Objects had spiritual as well as material value. Sir Gordon was given an intricate carving of twinned goddesses - one of three to exist – which were believed to come to life at night, and run through their spirit house shouting out for food.
The exhibition, Chiefs and Governors, gives a sense of the convivial and complex relationship between indigenous chiefs and the British. Letters and documents show how domestic and political life intertwined, with dinners and parties where the governor and his family drank and sang with local chiefs. There was dancing and boat races; a photograph shows the governor who has slipped off the formality of his uniform down to breeches and bare feet. We are shown how objects structured social and political life. From ceremonial bowls used for drinking yaqona, which was the local cava based intoxicant, to the beautiful carved spears used for fighting.

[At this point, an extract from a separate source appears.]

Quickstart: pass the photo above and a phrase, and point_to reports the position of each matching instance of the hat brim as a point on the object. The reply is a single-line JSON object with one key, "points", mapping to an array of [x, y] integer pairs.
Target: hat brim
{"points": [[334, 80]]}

Such an impressive collection is also down to the adventurous spirit of the Victorian explorer and collector, Baron Anatole von Hugel who travelled to Fiji and obsessively trawled the island, collecting as he went. He was taken into the governor’s house after being found emaciated and penniless, having traded everything he owned, included the buttons of his uniform. When the governor and the Baron left the island after five years, their combined collection came with them to become part of Cambridge University’s Museum of Archaeology and Anthropology.
It is a fascinating look at a particular moment in history, and the burgeoning story of art history in the South Pacific.